|Captain Matthew Meiklejohn was an officer who had transferred from the 1st Battalion to the 2nd just prior to the Boer War. The 2nd Battalion were part of Sir George White's Natal Field Force that came under siege at Ladysmith, but before that they fought the battle of Elandslaagte on 21st October 1899. In this battle the Gordons suffered heavily in casualties; their CO Dick-Cunyngham was put out of action as were many other officers. Captain Meiklejohn, seeing that the men hesitated through loss of leadership, went forward and exhorted the Gordons to advance on the enemy. Whilst leading them in a very exposed position he was shot several times and badly wounded. For his extreme bravery and fine example he was given the VC. In his history of the South African and Transvaal War, Louis Creswicke tells the story of Matthew Meiklejohn:
'Among other heroes of Elandslaagte was Lieutenant Meiklejohn of the Gordon Highlanders. This young officer, one of the "Dargai boys" helped the charge in an endeavor to embarrass the Boer flank. Supported by a party of Gordons, so runs the narrative, Meiklejohn waved his sword and cried out to his party hastily gathered around him. But the Boer ranks were alert, and poured in a deadly fire on the gallant band. Lieutenant Meiklejohn received 3 bullet wounds through his upper right arm, one through the right forearm, a finger blown away, a bullet through the left thigh, two bullets through the helmet, a snick in the neck, while his sword and scabbard were literally shot to pieces. He has by now lost his right arm but, happily, being left-handed it is hoped he may remain in the profession he is so well calculated to adorn.'
Matthew Fontaine Maury Meiklejohn was born in Clapham on 27th Nov 1870, the son of a professor at St Andrews University. He was educated at Fettes in Edinburgh and joined the 1st Battalion the Gordons in India on 17th June 1891. He served in the Relief of Chitral and was wounded in the storming of Dargai. He exchanged to the 2nd Battalion for the Boer War and fought at Elandslaagte, where he had his right arm shattered, and was hospitalised at Ladysmith during the siege.

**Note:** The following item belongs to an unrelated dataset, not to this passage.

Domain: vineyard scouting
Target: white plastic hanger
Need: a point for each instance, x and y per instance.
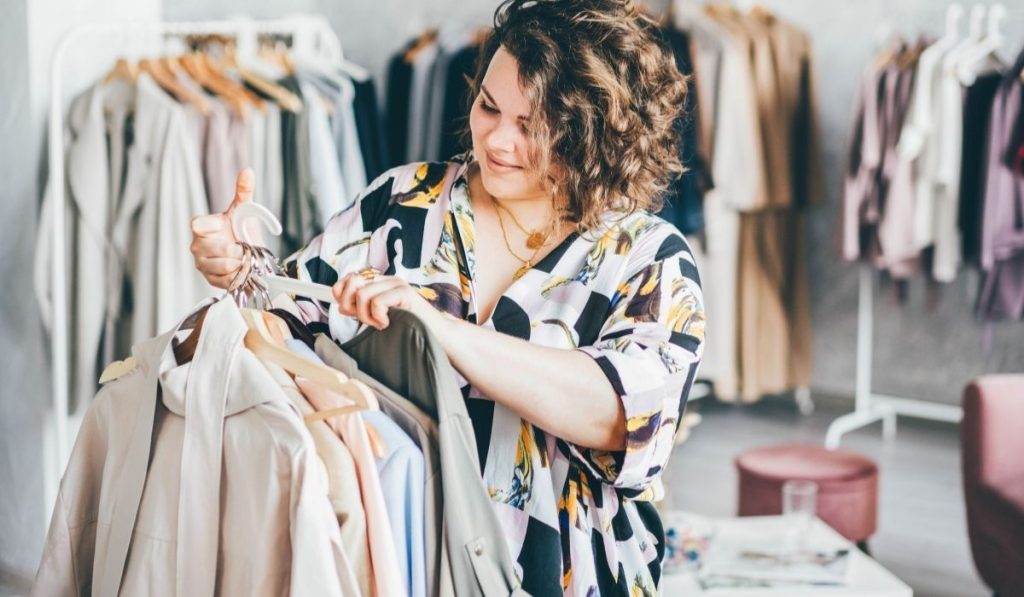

He continued his army career without his right arm. In 1901 he was garrison adjutant at St Helena, then returned to the UK to enter Staff College. He married Vera Marshall in 1904 and lived in Richmond. They had a son and two daughters. He was promoted to major and served on the General Staff of Army HQ.
On 28th June 1913 he was riding in Hyde Park when his horse bolted. Having only one hand he could not control it. Meiklejohn was heading for a group of children which he managed to avoid by pulling the horse over to the railings of Rotten Row. Witnesses say that it was an act of selflessness that was sure to end in disaster for the Major. He was impaled on the railings and died of his injuries on the 4th July in Middlesex Hospital. He was buried in Brookwood Cemetery, Woking in Surrey.